For advocates of a liberal economy, the weakening of the rial is not seen as a significant issue — as long as it is built on market fundamentals and in line with inflation. Former CBI Governor Tahmasb Mazaheri believes that the monetary regulator must concern itself with currency policies rather than the rial’s parity rates against foreign currencies, as reported by Eghtesad News website Dec. 31.
Indeed, liberal economists and exporters in fact welcome the recent drop in the rial’s value and are encouraging the CBI not to interfere in the market. They believe that local producers will benefit from a currency devaluation as competition between Iranian-made and imported products will increase if the rial’s value is not manipulated.
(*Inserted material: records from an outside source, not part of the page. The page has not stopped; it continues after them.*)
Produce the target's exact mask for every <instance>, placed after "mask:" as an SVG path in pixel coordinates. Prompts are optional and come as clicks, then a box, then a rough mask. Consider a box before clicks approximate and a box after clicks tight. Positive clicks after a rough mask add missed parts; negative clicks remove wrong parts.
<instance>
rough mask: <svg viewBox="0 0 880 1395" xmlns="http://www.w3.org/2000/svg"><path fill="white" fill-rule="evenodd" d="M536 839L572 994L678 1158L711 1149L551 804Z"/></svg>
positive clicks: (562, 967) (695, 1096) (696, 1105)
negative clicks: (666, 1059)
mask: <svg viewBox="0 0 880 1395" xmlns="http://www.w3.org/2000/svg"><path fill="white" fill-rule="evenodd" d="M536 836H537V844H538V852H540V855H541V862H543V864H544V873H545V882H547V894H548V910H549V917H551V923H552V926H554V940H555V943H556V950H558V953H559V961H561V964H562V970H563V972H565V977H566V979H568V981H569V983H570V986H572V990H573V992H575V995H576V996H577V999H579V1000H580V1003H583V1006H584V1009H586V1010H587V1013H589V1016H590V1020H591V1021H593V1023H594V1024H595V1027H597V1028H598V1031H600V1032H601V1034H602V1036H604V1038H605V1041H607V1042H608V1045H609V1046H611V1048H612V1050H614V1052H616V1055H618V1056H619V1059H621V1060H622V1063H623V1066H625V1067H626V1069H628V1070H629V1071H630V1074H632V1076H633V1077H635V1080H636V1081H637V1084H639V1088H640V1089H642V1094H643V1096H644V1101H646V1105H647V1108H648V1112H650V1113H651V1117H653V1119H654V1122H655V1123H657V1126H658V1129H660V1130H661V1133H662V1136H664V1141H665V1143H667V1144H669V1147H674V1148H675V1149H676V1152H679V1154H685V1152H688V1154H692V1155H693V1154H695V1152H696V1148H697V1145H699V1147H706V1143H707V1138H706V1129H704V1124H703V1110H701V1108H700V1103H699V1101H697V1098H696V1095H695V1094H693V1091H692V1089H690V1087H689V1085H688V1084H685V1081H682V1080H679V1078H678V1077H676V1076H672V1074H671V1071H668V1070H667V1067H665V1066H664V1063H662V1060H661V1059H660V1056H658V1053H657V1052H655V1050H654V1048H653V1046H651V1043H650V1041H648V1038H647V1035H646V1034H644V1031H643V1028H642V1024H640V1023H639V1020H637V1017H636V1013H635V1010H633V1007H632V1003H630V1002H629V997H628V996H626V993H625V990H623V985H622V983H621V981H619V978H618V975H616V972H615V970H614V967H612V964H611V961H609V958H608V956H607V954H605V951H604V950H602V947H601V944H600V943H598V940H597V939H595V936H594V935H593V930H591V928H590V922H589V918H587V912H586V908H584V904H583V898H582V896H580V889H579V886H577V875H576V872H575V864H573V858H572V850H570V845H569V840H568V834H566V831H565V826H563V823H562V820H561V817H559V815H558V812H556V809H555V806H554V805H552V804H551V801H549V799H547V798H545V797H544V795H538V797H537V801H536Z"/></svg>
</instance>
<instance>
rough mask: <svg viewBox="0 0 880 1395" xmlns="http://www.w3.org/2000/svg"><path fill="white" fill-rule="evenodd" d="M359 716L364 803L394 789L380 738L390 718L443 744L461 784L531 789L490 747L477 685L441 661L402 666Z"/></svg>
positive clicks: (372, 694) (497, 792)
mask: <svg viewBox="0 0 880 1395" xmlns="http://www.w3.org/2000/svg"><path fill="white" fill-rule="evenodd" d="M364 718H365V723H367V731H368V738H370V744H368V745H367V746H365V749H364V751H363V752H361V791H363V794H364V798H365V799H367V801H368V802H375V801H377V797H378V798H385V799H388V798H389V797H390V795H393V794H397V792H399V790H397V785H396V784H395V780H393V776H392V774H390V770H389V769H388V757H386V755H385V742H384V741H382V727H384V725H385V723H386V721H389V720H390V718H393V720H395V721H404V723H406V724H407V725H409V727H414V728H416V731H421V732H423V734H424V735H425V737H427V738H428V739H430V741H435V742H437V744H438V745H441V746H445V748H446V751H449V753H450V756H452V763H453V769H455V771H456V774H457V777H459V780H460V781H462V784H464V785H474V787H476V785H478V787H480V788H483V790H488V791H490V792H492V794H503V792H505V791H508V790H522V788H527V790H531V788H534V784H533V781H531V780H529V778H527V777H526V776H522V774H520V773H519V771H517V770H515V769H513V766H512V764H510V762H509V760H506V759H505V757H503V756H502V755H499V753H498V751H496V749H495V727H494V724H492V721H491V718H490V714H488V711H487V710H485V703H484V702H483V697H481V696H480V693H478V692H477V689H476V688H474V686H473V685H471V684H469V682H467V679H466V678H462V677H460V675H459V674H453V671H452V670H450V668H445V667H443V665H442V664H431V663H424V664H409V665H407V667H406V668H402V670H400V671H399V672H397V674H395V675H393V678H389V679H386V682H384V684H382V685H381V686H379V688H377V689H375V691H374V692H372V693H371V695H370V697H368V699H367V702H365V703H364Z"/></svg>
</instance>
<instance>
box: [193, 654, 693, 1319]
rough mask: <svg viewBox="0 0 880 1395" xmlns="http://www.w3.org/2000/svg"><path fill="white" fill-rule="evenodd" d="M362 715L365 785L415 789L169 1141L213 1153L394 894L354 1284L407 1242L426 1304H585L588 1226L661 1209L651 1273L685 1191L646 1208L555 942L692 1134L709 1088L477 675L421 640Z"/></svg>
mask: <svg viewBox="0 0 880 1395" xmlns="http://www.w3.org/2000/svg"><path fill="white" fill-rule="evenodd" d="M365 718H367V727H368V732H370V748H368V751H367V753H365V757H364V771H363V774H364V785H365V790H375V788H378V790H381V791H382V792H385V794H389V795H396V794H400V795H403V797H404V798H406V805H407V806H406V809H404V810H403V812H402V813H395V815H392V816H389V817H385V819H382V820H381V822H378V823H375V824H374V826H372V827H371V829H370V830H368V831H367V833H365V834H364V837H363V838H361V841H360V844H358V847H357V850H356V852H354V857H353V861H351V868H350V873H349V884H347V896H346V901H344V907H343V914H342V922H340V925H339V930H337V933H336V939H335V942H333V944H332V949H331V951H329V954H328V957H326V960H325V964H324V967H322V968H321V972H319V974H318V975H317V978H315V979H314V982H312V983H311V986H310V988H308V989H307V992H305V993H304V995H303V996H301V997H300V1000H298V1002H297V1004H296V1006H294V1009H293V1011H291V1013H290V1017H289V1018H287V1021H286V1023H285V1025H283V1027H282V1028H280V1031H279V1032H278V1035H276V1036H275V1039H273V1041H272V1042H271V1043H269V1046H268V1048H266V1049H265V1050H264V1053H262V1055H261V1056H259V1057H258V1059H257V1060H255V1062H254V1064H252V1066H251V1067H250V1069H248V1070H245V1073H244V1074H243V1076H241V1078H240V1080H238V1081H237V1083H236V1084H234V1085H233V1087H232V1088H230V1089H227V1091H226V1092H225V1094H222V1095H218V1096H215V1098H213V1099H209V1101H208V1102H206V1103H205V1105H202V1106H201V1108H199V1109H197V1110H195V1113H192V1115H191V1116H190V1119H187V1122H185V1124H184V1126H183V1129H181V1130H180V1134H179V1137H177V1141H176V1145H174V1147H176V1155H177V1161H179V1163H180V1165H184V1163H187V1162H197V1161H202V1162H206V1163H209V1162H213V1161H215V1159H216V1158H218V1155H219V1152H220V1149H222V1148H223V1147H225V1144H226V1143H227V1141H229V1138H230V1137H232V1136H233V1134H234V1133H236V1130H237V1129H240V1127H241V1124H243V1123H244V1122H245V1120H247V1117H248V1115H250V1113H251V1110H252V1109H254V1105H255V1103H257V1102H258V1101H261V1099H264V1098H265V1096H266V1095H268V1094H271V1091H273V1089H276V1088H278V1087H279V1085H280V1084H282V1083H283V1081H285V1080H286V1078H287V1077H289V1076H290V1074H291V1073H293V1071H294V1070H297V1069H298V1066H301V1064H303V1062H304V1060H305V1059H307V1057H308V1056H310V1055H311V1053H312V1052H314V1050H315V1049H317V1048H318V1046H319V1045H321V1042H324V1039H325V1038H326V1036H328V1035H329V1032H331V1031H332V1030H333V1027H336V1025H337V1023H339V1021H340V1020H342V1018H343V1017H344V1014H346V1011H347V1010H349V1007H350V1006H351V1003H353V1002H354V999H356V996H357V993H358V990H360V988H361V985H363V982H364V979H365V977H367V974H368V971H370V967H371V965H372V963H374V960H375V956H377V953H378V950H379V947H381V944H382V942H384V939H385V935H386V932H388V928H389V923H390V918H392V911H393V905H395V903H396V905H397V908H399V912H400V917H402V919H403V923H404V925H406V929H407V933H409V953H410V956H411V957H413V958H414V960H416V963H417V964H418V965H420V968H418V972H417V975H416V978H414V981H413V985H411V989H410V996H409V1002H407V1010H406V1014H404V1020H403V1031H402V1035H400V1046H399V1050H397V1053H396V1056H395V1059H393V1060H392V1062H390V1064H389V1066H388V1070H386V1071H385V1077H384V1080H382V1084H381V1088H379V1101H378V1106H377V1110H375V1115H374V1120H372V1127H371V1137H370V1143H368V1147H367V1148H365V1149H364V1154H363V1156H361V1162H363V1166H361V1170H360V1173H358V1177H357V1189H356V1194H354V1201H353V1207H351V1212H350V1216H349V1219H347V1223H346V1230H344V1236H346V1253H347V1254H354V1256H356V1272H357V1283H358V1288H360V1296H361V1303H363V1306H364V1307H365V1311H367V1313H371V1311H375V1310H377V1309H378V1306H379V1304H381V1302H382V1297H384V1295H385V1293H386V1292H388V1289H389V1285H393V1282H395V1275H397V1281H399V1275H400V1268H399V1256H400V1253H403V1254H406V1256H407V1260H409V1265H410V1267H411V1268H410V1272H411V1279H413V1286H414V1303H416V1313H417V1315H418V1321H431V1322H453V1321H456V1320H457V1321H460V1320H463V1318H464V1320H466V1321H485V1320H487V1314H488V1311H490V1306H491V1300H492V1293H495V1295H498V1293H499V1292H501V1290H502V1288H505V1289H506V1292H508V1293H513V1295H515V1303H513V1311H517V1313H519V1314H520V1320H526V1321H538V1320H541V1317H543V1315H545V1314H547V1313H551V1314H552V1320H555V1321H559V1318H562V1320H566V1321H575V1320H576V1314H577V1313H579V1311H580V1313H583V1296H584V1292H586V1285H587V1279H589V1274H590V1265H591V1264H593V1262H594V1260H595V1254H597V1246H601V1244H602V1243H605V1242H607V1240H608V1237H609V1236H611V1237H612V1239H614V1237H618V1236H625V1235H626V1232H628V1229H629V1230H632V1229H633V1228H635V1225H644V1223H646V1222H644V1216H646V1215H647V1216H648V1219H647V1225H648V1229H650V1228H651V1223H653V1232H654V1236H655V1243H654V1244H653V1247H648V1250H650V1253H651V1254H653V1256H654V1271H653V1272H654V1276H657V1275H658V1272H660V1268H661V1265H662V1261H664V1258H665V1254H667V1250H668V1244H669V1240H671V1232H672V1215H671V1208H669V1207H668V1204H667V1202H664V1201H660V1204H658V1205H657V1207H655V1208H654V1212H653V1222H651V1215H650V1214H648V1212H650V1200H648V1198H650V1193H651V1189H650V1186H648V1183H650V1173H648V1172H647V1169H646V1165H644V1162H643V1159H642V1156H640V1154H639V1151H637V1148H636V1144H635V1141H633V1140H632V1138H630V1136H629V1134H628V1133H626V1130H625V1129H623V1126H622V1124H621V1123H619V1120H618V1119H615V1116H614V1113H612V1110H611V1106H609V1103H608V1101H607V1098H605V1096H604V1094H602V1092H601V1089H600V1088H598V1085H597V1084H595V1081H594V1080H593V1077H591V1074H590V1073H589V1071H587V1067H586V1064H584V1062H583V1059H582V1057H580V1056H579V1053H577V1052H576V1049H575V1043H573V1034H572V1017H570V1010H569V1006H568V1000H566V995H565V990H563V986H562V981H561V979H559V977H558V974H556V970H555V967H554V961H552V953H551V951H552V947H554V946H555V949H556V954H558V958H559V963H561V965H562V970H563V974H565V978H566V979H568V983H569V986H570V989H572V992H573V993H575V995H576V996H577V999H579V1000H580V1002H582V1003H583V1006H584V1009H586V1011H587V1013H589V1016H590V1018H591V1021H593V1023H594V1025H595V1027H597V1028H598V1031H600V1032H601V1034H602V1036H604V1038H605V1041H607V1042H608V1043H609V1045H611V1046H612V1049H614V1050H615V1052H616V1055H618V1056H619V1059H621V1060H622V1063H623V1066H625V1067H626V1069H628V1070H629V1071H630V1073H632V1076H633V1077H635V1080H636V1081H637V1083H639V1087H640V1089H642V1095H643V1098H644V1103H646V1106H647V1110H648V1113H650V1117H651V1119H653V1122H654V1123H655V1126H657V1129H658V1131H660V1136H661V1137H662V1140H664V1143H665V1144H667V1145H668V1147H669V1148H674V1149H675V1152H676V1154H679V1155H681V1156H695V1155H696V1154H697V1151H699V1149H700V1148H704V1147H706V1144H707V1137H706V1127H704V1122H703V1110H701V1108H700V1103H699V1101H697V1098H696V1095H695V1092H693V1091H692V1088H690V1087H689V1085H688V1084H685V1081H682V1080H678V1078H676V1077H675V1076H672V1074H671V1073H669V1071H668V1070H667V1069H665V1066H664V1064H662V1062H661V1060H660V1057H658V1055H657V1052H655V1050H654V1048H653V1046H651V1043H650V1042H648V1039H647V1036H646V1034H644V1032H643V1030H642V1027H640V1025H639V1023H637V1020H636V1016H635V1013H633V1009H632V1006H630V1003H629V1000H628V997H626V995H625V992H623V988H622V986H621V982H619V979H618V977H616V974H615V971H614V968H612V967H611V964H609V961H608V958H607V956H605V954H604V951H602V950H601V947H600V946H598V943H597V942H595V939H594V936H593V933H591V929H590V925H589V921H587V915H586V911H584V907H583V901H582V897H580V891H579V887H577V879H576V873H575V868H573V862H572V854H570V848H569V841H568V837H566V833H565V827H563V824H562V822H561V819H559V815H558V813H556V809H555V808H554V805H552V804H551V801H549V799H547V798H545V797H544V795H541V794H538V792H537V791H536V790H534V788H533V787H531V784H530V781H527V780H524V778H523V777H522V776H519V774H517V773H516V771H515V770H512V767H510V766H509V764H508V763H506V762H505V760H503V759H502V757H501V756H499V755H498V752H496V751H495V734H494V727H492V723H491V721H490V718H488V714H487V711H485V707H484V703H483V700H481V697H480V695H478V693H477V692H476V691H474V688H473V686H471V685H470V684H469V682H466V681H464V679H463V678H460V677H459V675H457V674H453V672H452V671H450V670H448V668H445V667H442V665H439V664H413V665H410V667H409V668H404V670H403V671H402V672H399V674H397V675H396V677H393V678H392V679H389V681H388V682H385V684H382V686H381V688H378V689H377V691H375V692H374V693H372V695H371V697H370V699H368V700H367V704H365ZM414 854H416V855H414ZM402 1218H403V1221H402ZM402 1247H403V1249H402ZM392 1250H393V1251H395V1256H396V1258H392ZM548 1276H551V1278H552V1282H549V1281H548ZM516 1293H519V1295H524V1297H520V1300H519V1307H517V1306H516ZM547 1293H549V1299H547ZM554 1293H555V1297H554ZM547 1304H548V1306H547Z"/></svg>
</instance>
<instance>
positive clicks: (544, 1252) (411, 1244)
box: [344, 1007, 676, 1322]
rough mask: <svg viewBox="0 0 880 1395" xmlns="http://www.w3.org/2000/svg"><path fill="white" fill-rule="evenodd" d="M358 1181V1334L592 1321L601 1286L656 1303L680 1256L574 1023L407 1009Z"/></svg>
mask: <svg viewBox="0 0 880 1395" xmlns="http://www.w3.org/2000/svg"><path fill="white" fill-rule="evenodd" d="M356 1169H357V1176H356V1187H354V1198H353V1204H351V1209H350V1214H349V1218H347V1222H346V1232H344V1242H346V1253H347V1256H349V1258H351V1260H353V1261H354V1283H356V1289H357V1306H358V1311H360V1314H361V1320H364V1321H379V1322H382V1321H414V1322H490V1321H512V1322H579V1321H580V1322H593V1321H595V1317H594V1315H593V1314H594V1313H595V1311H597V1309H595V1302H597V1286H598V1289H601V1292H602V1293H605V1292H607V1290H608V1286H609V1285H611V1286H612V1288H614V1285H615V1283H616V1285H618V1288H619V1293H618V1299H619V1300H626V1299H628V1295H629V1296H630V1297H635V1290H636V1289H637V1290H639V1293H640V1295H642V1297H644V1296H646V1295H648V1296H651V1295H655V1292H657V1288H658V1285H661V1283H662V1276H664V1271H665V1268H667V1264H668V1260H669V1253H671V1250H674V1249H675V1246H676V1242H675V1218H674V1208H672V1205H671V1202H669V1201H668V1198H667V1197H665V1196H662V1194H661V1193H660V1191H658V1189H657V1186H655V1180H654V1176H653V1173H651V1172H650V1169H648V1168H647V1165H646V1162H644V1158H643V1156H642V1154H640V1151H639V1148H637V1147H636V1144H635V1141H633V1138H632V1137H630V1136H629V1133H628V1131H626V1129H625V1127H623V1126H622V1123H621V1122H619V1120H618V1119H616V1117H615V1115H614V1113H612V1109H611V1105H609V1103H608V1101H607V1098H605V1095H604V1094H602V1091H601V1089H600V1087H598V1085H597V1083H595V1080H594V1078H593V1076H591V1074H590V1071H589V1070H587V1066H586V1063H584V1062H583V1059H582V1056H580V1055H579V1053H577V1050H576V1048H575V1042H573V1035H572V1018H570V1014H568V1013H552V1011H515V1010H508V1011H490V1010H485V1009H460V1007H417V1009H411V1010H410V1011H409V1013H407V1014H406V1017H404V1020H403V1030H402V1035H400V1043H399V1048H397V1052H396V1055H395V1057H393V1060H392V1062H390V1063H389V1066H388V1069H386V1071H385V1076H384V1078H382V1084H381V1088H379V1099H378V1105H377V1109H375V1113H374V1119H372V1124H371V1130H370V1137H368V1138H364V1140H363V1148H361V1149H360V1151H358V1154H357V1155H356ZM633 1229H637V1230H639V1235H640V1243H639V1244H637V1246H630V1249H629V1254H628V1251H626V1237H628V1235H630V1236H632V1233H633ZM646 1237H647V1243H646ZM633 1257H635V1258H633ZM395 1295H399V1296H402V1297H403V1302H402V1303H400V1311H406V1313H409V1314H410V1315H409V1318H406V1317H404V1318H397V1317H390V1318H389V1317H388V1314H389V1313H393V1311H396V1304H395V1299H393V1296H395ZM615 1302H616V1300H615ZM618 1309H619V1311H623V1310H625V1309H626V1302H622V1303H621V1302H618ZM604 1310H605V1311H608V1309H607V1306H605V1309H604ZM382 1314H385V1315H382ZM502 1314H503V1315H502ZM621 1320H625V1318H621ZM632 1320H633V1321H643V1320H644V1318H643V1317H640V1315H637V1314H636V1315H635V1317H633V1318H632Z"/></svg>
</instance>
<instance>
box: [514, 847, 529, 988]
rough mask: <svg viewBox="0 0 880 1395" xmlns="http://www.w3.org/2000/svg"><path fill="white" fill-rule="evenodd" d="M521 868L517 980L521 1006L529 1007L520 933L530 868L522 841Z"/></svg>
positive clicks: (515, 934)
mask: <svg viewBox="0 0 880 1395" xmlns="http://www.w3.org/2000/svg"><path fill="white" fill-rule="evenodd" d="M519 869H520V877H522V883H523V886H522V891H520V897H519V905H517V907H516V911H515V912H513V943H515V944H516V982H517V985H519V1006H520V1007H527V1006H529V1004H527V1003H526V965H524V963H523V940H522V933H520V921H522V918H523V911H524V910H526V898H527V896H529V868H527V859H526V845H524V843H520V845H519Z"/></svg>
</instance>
As seen under previous governments, an artificially strong rial will lead to Dutch Disease, making the output of local exporters less competitive. As such, the administration of President Hassan Rouhani is now being accused by liberal economists of making the same mistakes in the currency market as former populist President Mahmoud Ahmadinejad (2005-2013) once did. The moderate administration and the Central Bank are thus being urged to be brave enough to resolve the issue of instability on the currency market once and for all by letting the rial approach its real value.
Although the ideal would be to have the CBI only manage the seasonal fluctuations of the currency market, it is seemingly not giving up its old habit of constant interference due to political concerns. In the months leading up to the May presidential elections, the rial is thus expected to strengthen — despite all sanctions-related and other financial restrictions the Central Bank already faces.
This policy is likely to be central for the Rouhani administration as the president will need the public to turn up at the polls. But in the medium run, the rules of the rial game must change if local manufacturers and their exports are to come to the rescue of the faltering Iranian economy.